The New York restaurateur Danny Meyer has argued that empathy is essential to hospitality. A bad customer is just an unhappy person. In truth, we all have our griefs, our thwarted desires. But in the vulnerable hierarchy of the service industry, only some are allowed to wallow and indulge; others must sublimate. In “The Menu,” the chef draws a distinction between “those who give” — his staff — and “those who take” — the diners, swaggering, entitled, pretentious know-it-alls and trophy hunters, including a number who are interested not so much in tasting his food as in saying they’ve tasted it. One guest’s crime is misremembering what fish she ate the last time she came to dinner. “What does it matter?” she asks. “It matters to the halibut,” Slowik replies, taking the side not of the consumer but the consumed.
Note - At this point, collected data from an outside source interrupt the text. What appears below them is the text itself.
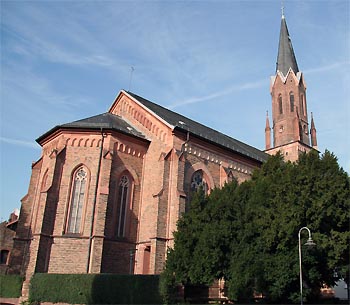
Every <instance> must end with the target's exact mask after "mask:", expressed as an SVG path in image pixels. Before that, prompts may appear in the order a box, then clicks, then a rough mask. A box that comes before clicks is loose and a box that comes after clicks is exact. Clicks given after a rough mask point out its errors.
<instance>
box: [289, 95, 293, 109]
mask: <svg viewBox="0 0 350 305" xmlns="http://www.w3.org/2000/svg"><path fill="white" fill-rule="evenodd" d="M289 101H290V112H294V94H293V92H291V93H290V94H289Z"/></svg>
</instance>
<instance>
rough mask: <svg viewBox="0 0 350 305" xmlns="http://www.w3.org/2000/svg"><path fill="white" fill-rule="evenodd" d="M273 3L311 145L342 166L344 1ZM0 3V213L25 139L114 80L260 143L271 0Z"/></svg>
mask: <svg viewBox="0 0 350 305" xmlns="http://www.w3.org/2000/svg"><path fill="white" fill-rule="evenodd" d="M283 2H284V14H285V17H286V21H287V25H288V29H289V34H290V36H291V39H292V43H293V48H294V52H295V55H296V59H297V62H298V66H299V70H301V71H302V72H303V74H304V78H305V81H306V84H307V94H306V99H307V106H308V116H309V122H310V115H311V112H313V116H314V121H315V125H316V129H317V140H318V147H319V150H320V151H321V153H322V152H324V151H325V150H326V149H327V150H329V151H331V152H333V153H334V154H335V155H336V156H337V157H338V161H339V164H340V166H341V167H343V168H344V170H345V171H347V172H348V173H349V172H350V136H349V131H350V123H349V122H350V85H349V84H350V73H349V72H350V2H349V1H348V0H323V1H321V0H318V1H316V0H314V1H312V0H307V1H305V0H303V1H302V0H299V1H287V0H285V1H283ZM0 5H1V7H0V11H1V44H0V48H1V49H0V51H1V61H0V68H1V71H0V73H1V74H0V85H1V87H0V90H1V93H0V99H1V100H0V101H1V109H0V110H1V114H0V115H1V117H0V146H1V147H0V160H1V163H0V171H1V176H0V218H1V220H2V221H3V220H7V219H8V216H9V214H10V213H11V212H12V211H13V210H14V209H15V208H20V204H21V203H20V200H21V198H23V197H24V196H25V195H26V193H27V191H28V186H29V180H30V175H31V164H32V162H35V161H37V160H38V159H39V158H40V154H41V149H40V146H39V144H37V143H36V142H35V139H37V138H38V137H39V136H41V135H42V134H44V133H45V132H46V131H48V130H50V129H51V128H52V127H54V126H56V125H59V124H64V123H68V122H72V121H75V120H79V119H83V118H87V117H90V116H93V115H97V114H100V113H104V112H106V111H108V109H109V107H110V106H111V104H112V103H113V101H114V99H115V97H116V96H117V95H118V92H119V91H120V90H121V89H125V90H130V91H132V92H134V93H136V94H138V95H140V96H142V97H144V98H146V99H148V100H151V101H153V102H155V103H157V104H159V105H162V106H164V107H167V108H168V109H171V110H173V111H175V112H178V113H180V114H182V115H184V116H187V117H189V118H191V119H193V120H195V121H198V122H200V123H202V124H204V125H206V126H209V127H211V128H214V129H216V130H218V131H220V132H222V133H225V134H227V135H229V136H231V137H233V138H235V139H238V140H240V141H243V142H245V143H247V144H249V145H251V146H254V147H256V148H259V149H262V150H263V149H264V148H265V135H264V129H265V119H266V111H269V113H271V95H270V77H271V76H273V75H275V72H276V71H275V69H276V58H277V50H278V39H279V30H280V23H281V6H282V4H281V1H272V0H270V1H264V0H263V1H260V0H259V1H258V0H255V1H253V0H252V1H249V0H248V1H243V0H242V1H233V0H232V1H224V0H215V1H214V0H212V1H209V0H207V1H176V0H174V1H142V0H139V1H67V0H66V1H16V0H12V1H3V0H0ZM270 120H271V115H270Z"/></svg>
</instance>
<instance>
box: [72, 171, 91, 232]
mask: <svg viewBox="0 0 350 305" xmlns="http://www.w3.org/2000/svg"><path fill="white" fill-rule="evenodd" d="M86 181H87V172H86V170H85V169H84V168H83V167H81V168H79V169H78V170H77V172H76V173H75V175H74V181H73V187H72V193H71V200H70V209H69V217H68V227H67V232H68V233H80V229H81V224H82V215H83V207H84V201H85V193H86Z"/></svg>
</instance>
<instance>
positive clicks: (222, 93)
mask: <svg viewBox="0 0 350 305" xmlns="http://www.w3.org/2000/svg"><path fill="white" fill-rule="evenodd" d="M263 86H266V79H261V80H258V81H255V82H247V83H245V84H239V85H234V86H231V87H228V88H226V89H224V90H221V91H218V92H214V93H211V94H207V95H204V96H200V97H192V98H189V99H186V100H182V101H178V102H175V103H173V104H171V105H168V106H167V107H168V108H170V109H174V108H176V107H180V106H184V105H189V104H195V103H199V102H203V101H208V100H214V99H217V98H219V97H223V96H226V95H228V94H231V93H232V92H234V91H242V90H247V89H254V88H261V87H263Z"/></svg>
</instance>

And yet have we not all, at different times, been takers and givers, server and served? The ancient mandate of hospitality rests in part on pragmatism: We were historically taught to give comfort to strangers because we might one day be strangers ourselves. Or perhaps it’s more instinctual, a memory of our defenseless beginnings: The writer and activist Priya Basil, in “Be My Guest: Reflections on Food, Community and the Meaning of Generosity” (2019), notes that we enter the world as guests, “helpless little creatures whose every need must be attended to, who for a long time can give nothing or very little back.” Is this not the arc of a life, to slowly become aware of the people around us and the labor required to make our survival and happiness possible — the spills quietly mopped up, the food materializing as if out of thin air on the table — and to learn, if we can, to do the same for others?